Rysher library, which entrepreneurs Mark Cuban and Todd Wagner sold to Qualia, contains worldwide rights to pics Rysher had fully financed, such as indie hit “Big Night”; shared rights to Paramount co-productions like “Primal Fear” and “Private Parts” (for which Par will also collect a distribution fee); and foreign rights to hit HBO series like “Arliss” and “Sex and the City.”
About 40 films and a handful of skeins are included in the library, which was owned by Cox Broadcasting for nearly a decade until the company sold to Cuban and Wagner in 2001.
Gaylord library consists of shared worldwide rights to pics co-produced with Warner Bros., such as “What a Girl Wants” and “The Divine Secrets of the Ya-Ya Sisterhood” (for which Warners also collects a distribution fee), and full world rights to pics from defunct production company Pandora Films.

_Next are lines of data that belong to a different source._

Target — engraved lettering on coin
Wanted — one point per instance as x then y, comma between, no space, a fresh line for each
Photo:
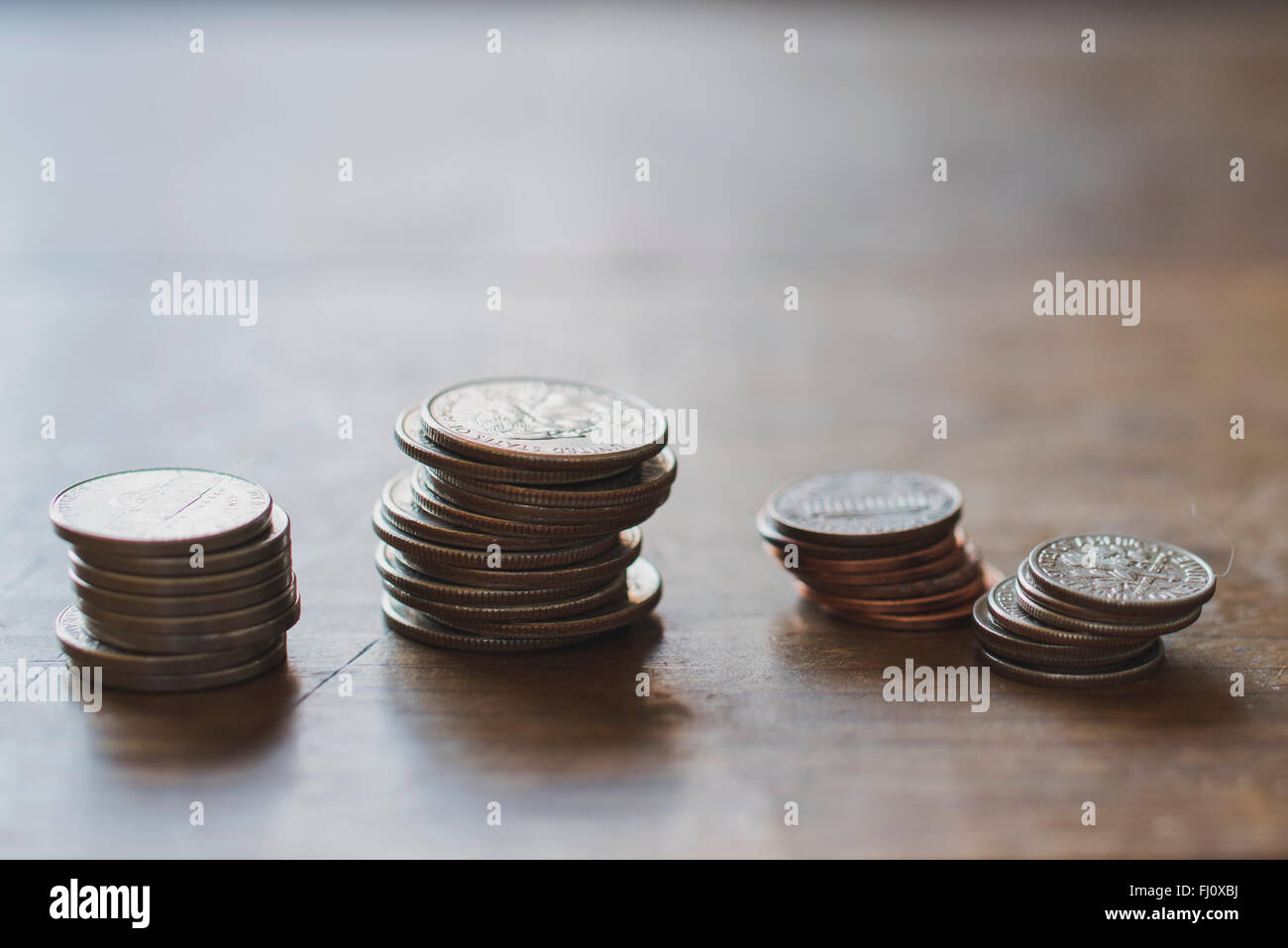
1121,572
866,506
160,510
541,419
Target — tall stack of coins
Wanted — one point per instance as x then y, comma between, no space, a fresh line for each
519,528
877,548
1086,610
181,579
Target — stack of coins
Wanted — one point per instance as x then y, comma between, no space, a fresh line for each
1087,609
519,528
181,579
877,548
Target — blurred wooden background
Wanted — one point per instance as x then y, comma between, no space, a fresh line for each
768,170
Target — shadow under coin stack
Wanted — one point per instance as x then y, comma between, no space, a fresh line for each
181,578
519,528
1087,610
876,548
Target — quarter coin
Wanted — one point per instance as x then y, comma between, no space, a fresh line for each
527,513
160,511
399,509
451,613
595,570
197,582
187,643
266,661
866,507
273,540
89,652
647,481
397,571
544,424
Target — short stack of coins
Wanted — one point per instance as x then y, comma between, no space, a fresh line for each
181,579
519,527
883,549
1086,610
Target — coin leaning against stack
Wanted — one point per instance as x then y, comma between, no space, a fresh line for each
519,527
877,548
181,579
1087,610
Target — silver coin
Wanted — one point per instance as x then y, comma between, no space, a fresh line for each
184,605
1121,575
197,583
544,424
410,434
1095,627
270,541
88,651
399,507
191,643
643,592
416,625
1001,640
1012,613
451,613
397,571
866,507
595,570
645,481
424,552
185,625
257,666
438,506
160,511
465,498
1090,678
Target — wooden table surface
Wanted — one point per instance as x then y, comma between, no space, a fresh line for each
768,170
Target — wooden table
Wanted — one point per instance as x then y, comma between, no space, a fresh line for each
768,170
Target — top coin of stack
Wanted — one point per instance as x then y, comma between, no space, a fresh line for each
1087,609
877,548
518,530
181,579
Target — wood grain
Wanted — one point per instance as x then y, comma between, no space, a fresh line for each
768,170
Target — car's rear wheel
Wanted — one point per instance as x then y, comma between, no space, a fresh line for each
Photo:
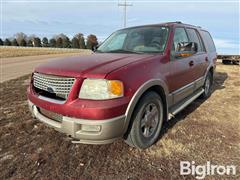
146,121
207,86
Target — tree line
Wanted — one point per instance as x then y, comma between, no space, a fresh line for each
57,41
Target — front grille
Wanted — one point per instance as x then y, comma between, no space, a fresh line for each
57,85
51,115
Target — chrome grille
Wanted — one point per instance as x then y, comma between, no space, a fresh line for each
58,85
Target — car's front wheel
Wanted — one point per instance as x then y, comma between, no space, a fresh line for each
146,122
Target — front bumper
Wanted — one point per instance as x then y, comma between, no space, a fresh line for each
106,131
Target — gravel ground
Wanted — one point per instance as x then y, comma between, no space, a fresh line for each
205,131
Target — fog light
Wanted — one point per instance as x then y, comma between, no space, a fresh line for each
91,128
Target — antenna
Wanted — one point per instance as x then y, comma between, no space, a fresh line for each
125,5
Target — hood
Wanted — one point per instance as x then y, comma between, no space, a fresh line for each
94,65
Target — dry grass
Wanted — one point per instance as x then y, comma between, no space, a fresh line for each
6,52
205,131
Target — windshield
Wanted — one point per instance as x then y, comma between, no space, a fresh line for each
136,40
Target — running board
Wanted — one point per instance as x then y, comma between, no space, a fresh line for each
184,103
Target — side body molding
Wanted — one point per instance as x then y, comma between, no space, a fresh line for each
141,90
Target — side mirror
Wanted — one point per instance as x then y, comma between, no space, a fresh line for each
186,49
94,48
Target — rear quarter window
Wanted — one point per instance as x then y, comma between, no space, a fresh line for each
208,41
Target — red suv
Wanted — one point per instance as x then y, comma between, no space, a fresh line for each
136,79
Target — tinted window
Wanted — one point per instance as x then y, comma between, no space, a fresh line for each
180,35
207,39
193,37
136,40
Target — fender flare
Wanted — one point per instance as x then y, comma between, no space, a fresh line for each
138,94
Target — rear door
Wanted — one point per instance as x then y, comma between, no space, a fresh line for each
200,59
181,69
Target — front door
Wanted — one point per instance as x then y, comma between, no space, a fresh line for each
182,73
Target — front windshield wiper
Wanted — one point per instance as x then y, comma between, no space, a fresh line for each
122,51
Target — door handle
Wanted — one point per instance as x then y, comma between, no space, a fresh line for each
191,63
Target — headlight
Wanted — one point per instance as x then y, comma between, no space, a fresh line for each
99,89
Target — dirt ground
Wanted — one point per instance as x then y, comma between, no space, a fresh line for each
205,131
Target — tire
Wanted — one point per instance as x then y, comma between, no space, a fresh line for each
146,122
207,86
226,61
235,62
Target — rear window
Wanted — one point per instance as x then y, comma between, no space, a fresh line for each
208,41
192,34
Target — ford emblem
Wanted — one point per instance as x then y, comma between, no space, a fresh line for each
50,89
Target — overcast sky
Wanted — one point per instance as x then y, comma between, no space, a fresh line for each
47,18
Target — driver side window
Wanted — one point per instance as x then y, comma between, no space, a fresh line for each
180,36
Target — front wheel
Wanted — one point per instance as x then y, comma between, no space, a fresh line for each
146,122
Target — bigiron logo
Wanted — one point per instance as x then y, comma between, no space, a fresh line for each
201,171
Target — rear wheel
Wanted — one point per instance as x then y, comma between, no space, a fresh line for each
146,121
226,61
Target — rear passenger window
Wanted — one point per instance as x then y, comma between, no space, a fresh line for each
208,41
180,36
193,37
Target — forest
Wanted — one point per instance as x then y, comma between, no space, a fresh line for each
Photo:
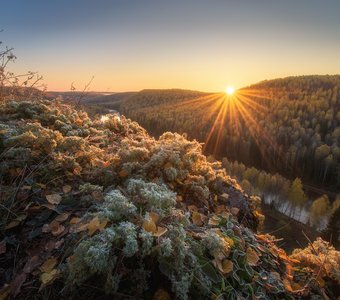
289,126
97,208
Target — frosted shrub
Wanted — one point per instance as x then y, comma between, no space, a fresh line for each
127,232
116,205
156,196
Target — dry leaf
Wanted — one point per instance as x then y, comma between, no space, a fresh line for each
123,173
32,264
161,295
2,247
48,265
17,283
197,218
252,257
154,216
225,196
214,220
5,292
16,221
47,278
53,198
149,226
67,188
49,206
62,218
234,211
225,266
95,225
179,198
55,228
192,208
160,231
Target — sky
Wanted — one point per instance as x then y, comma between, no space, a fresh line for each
191,44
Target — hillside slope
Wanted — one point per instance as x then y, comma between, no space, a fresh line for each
289,125
97,207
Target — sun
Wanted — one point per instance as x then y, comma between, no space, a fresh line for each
230,90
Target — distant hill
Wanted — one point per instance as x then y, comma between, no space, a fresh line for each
99,209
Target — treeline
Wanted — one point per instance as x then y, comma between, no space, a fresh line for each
288,196
289,125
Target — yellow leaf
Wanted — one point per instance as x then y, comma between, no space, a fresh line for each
160,231
12,224
48,265
149,226
154,216
74,220
47,278
179,198
123,173
234,211
67,188
97,195
53,198
229,241
197,218
95,225
252,257
57,229
5,291
161,295
16,221
214,220
225,266
168,165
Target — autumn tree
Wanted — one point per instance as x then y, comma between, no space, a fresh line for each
296,195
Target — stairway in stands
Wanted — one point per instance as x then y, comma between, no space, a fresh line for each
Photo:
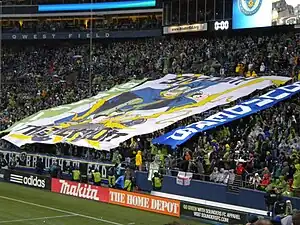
236,185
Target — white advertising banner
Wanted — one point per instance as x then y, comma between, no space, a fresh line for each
115,116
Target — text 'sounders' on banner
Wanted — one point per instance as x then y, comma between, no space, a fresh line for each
145,202
182,134
135,108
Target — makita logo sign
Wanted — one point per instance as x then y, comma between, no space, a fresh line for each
32,181
79,190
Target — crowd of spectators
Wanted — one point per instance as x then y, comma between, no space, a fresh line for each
98,24
28,72
45,75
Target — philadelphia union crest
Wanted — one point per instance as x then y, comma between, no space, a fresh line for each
249,7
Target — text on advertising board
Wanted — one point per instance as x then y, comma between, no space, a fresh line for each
29,161
205,212
29,180
185,28
221,25
145,202
80,190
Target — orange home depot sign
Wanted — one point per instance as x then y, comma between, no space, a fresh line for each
145,202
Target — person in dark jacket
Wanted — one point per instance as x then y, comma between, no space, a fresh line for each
271,198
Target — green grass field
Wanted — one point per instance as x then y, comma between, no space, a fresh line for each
28,206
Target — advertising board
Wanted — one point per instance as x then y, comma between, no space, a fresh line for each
185,28
261,13
29,161
145,202
213,214
110,5
80,190
30,180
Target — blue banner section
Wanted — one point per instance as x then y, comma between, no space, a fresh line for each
97,6
211,192
251,14
82,35
254,105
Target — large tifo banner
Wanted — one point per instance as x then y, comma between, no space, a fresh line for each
28,161
112,117
263,13
182,134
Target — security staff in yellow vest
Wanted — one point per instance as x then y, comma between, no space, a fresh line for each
157,182
112,172
96,175
128,185
76,175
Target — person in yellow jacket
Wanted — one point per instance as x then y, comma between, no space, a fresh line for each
248,74
96,177
157,182
237,68
76,175
139,160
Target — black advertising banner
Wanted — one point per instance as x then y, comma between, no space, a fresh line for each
81,35
18,9
29,180
214,214
29,161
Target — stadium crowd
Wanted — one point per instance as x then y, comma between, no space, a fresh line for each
43,75
103,24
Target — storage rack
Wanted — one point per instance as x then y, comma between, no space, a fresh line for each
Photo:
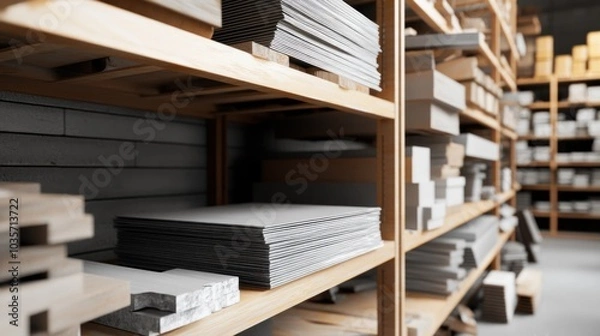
553,84
164,54
437,308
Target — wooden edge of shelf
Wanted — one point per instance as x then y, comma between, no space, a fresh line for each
506,30
509,133
430,15
157,44
481,117
509,80
256,306
438,307
457,217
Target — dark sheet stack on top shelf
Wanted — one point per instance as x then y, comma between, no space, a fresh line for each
328,34
265,245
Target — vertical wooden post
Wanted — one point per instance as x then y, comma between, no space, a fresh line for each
390,156
217,160
553,152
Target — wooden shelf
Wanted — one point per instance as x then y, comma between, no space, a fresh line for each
578,189
534,165
438,308
539,106
505,28
578,215
579,164
256,306
509,133
163,48
457,216
430,15
543,187
533,137
585,78
533,81
480,117
576,138
541,214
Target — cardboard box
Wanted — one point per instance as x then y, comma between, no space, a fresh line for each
543,68
544,46
594,65
428,117
418,164
436,87
420,194
593,40
477,147
564,66
579,68
580,53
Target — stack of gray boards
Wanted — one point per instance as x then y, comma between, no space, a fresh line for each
529,234
265,245
328,34
162,302
499,296
514,257
435,267
481,235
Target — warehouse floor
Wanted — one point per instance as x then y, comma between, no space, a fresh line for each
570,297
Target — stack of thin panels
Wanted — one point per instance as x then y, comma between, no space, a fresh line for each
435,267
265,245
330,34
499,297
529,234
514,257
47,293
162,302
481,235
529,291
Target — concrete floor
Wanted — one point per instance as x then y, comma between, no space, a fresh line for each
571,293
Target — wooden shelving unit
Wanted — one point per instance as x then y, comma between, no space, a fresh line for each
438,307
552,84
223,78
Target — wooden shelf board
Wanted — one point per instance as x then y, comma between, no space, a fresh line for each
539,106
533,137
535,164
256,306
430,15
478,116
438,308
156,44
533,81
543,187
577,215
579,164
541,214
578,189
509,133
585,78
457,216
505,28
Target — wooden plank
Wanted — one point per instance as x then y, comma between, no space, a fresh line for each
437,308
456,217
23,118
257,306
148,129
129,182
161,45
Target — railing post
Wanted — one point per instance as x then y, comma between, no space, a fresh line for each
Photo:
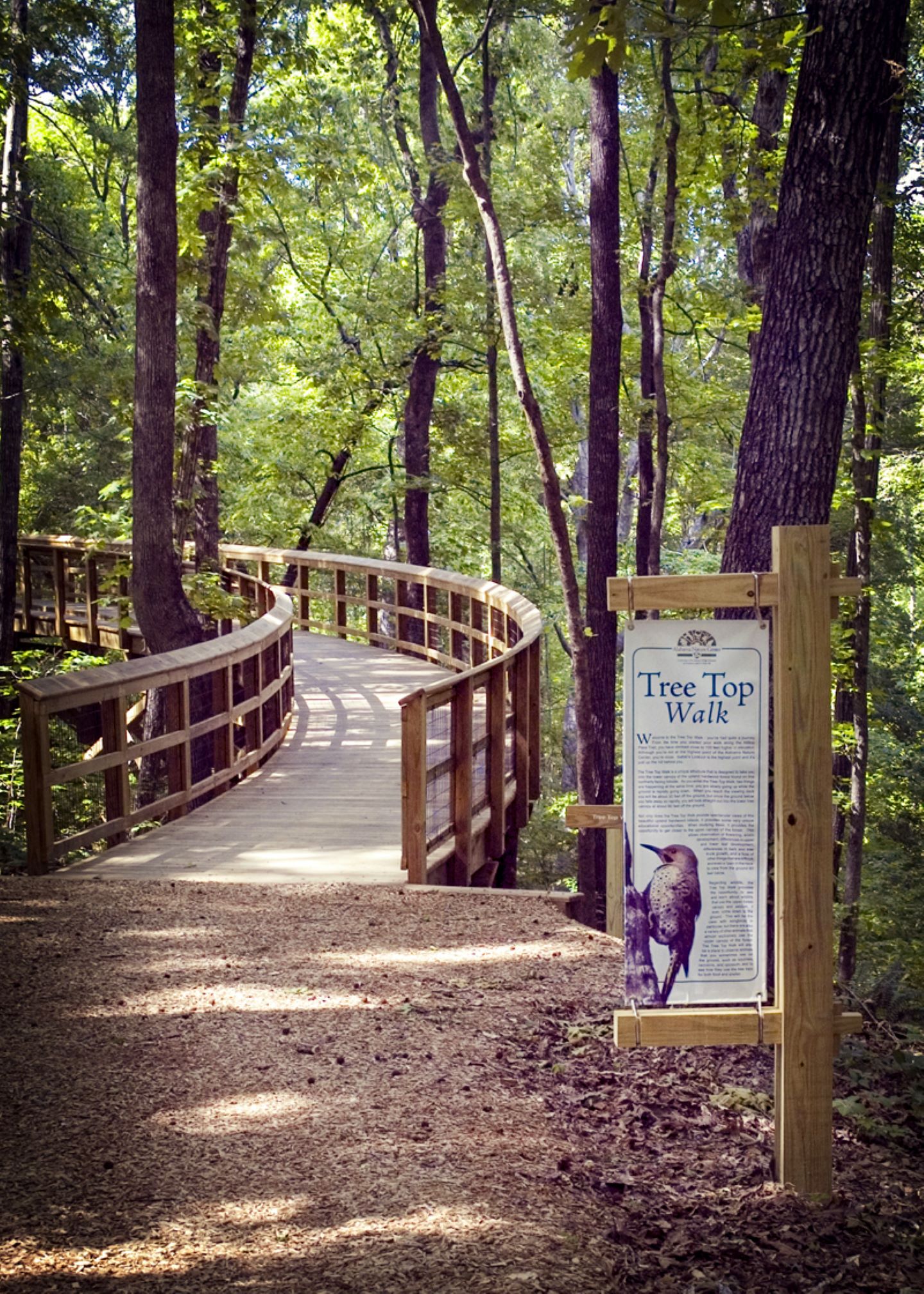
28,619
223,742
116,781
372,612
459,863
304,601
479,651
497,730
123,603
92,594
415,788
339,601
58,559
179,763
520,668
535,651
37,766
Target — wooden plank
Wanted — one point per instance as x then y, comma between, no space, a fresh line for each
535,653
415,788
92,594
37,764
116,779
60,594
803,856
593,816
615,884
339,598
372,605
696,592
497,728
179,770
459,865
716,1026
520,669
304,600
28,619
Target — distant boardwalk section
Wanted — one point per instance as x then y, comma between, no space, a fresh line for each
325,807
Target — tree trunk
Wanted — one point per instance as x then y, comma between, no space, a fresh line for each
665,270
488,90
200,447
792,427
161,606
422,382
603,479
552,487
646,374
866,456
16,254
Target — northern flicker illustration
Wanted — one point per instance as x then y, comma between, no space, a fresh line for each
674,904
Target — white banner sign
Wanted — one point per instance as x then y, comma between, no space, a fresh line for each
696,796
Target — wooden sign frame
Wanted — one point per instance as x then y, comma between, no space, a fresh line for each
804,1022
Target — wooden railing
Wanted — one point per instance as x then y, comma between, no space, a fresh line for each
223,708
470,750
470,745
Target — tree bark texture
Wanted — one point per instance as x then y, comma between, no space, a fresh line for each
165,616
200,447
16,254
549,480
792,427
422,383
866,448
603,479
488,91
668,263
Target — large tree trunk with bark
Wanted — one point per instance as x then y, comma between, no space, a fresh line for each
868,443
200,447
668,263
792,427
488,91
161,606
16,257
422,383
603,479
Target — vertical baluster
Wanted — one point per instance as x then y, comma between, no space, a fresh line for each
339,600
459,863
372,612
116,779
37,766
415,788
497,726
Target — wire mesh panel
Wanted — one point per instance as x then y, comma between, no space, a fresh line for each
439,773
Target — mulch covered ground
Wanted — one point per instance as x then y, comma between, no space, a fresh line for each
218,1087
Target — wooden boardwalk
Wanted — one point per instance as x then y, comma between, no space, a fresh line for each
325,807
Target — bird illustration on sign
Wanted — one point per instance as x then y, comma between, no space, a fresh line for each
672,901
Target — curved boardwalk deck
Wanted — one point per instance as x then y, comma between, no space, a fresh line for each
325,807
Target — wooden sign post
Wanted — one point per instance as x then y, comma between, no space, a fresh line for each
610,820
804,1021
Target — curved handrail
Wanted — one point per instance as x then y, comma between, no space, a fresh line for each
224,707
470,757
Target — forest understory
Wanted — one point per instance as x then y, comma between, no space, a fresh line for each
332,1089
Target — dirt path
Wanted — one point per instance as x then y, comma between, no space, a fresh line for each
363,1090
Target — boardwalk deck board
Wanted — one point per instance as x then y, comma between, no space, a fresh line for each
325,807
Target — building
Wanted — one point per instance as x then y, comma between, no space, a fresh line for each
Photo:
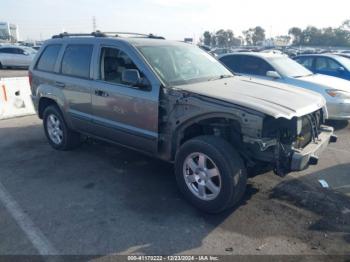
8,32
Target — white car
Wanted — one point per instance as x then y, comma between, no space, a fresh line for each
16,56
282,69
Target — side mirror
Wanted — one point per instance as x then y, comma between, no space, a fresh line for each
273,74
132,77
341,69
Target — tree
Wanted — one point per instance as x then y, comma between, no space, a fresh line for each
207,38
258,35
296,34
254,35
221,38
346,25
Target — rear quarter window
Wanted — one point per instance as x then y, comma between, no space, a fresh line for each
47,60
76,61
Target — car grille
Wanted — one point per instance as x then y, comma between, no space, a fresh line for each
310,128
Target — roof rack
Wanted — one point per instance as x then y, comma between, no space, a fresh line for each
134,34
105,34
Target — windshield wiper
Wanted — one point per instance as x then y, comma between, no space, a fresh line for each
303,76
219,77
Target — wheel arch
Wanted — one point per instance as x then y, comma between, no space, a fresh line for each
181,135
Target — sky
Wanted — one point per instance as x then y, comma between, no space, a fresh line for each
173,19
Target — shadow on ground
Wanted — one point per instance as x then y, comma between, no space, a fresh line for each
331,204
104,199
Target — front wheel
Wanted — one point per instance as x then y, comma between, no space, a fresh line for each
57,132
210,173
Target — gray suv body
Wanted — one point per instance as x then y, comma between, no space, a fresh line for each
175,102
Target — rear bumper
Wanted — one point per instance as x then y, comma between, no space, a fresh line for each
35,100
301,159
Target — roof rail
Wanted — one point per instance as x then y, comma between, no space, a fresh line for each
116,34
104,34
65,34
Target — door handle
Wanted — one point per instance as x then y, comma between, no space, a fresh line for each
60,84
101,93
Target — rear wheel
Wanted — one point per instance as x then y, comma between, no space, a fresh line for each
210,173
57,132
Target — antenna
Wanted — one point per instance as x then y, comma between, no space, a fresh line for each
94,26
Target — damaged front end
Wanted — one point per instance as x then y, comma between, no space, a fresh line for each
291,145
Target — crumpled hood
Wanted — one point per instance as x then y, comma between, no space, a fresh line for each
274,99
328,82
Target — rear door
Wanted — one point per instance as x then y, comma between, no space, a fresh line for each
74,80
20,57
7,56
124,114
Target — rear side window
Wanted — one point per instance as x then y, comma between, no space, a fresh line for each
48,58
76,60
7,50
305,61
254,66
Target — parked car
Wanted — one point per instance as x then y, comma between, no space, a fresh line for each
175,102
285,70
220,51
346,55
16,56
326,64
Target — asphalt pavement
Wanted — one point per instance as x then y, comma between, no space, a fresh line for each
102,199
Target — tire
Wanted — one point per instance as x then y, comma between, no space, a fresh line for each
220,159
60,137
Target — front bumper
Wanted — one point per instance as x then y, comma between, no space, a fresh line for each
302,158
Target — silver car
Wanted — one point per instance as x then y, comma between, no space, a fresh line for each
16,56
285,70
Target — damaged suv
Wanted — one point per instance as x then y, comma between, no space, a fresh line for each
173,101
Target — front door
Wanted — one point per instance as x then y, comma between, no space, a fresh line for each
124,114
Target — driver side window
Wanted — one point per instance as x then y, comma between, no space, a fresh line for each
112,64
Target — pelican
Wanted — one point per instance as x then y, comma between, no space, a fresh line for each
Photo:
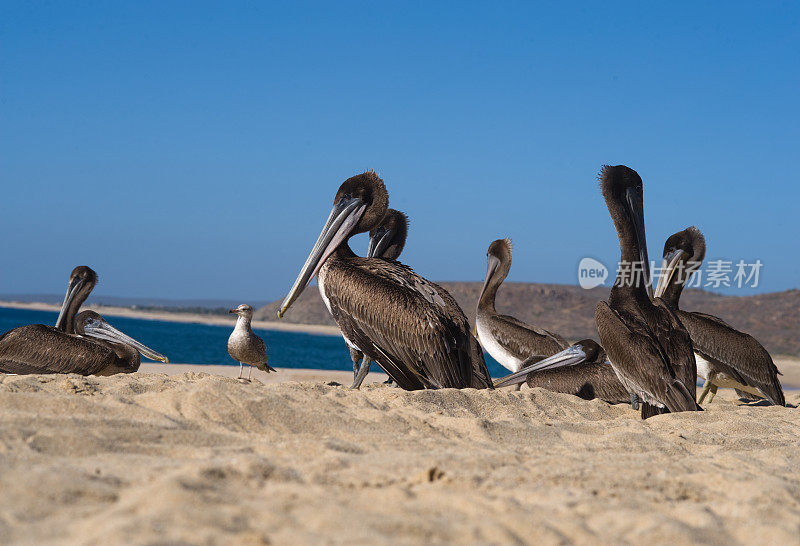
647,345
387,242
96,348
82,281
725,356
510,341
410,326
582,369
244,345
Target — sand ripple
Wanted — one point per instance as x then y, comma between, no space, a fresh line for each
203,459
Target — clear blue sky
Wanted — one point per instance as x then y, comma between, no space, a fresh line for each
192,150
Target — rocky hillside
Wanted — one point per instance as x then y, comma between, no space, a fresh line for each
774,318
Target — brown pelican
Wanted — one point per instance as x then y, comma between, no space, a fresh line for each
582,370
245,346
96,348
725,356
410,326
649,348
81,282
508,340
387,242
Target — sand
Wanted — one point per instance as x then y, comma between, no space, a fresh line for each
194,458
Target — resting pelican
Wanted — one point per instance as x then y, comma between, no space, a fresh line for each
649,348
410,326
582,369
387,242
82,281
96,348
509,340
244,345
725,356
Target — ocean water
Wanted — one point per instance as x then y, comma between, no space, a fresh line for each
206,344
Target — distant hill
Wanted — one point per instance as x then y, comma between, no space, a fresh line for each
175,305
773,318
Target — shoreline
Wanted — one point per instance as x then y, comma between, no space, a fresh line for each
191,318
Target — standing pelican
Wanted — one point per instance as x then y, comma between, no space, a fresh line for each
244,345
82,281
508,340
410,326
582,369
387,242
649,348
96,348
725,356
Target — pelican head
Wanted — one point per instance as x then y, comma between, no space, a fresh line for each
498,262
685,247
82,281
242,310
389,238
586,350
359,205
92,325
623,191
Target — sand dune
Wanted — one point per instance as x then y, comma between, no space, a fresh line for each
204,459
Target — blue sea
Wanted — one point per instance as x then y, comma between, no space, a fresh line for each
206,344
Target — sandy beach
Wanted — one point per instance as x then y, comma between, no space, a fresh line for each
194,318
196,458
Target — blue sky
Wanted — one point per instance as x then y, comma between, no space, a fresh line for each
192,149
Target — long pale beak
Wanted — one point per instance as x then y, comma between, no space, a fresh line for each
637,212
568,357
343,218
379,243
103,330
72,291
668,268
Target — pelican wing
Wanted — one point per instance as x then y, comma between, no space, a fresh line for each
401,321
641,362
736,353
39,349
523,340
587,380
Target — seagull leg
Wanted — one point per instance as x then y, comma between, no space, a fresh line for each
706,388
713,391
362,373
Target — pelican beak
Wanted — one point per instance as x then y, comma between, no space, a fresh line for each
636,205
568,357
103,330
379,242
343,218
668,267
73,288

Also included are worldwide rights to arthouse hit “Like Water for Chocolate.” More than 150 pics fall into the Gaylord collection.
Pact also includes sequel rights for both libraries, which Qualia said it would shop to producers rather than develop itself, and a host of unproduced scripts from Pandora that were put on hold when the company folded.
Malin said he didn’t yet know the most profitable areas of monetization but imagined new technology and a growing international appetite would make the investment a sound one.
Company will set up an L.A. office under chief operating officer Schapiro, and Qualia managing director Patrick Gunn and VP David Cragnotti will oversee library operations. Acquisition is nascent company’s first major Hollywood move.
Deal was handled by L.A. investment bank Salem Partners.
Wall Street has been gaga over library pics lately as investors ranging from George Soros to Providence Equity Partners have snapped up rights to old and new catalogs. Financial institutions see the potential for strong growth in a time of uncertainty for new entertainment.
But Malin cautioned that the success of the properties turned on market conditions outside a buyer’s control and that investors need to be aware of the risks. “If you’re buying real estate, the value could go up or down, and the same goes for libraries. You’re betting on the future,” he said.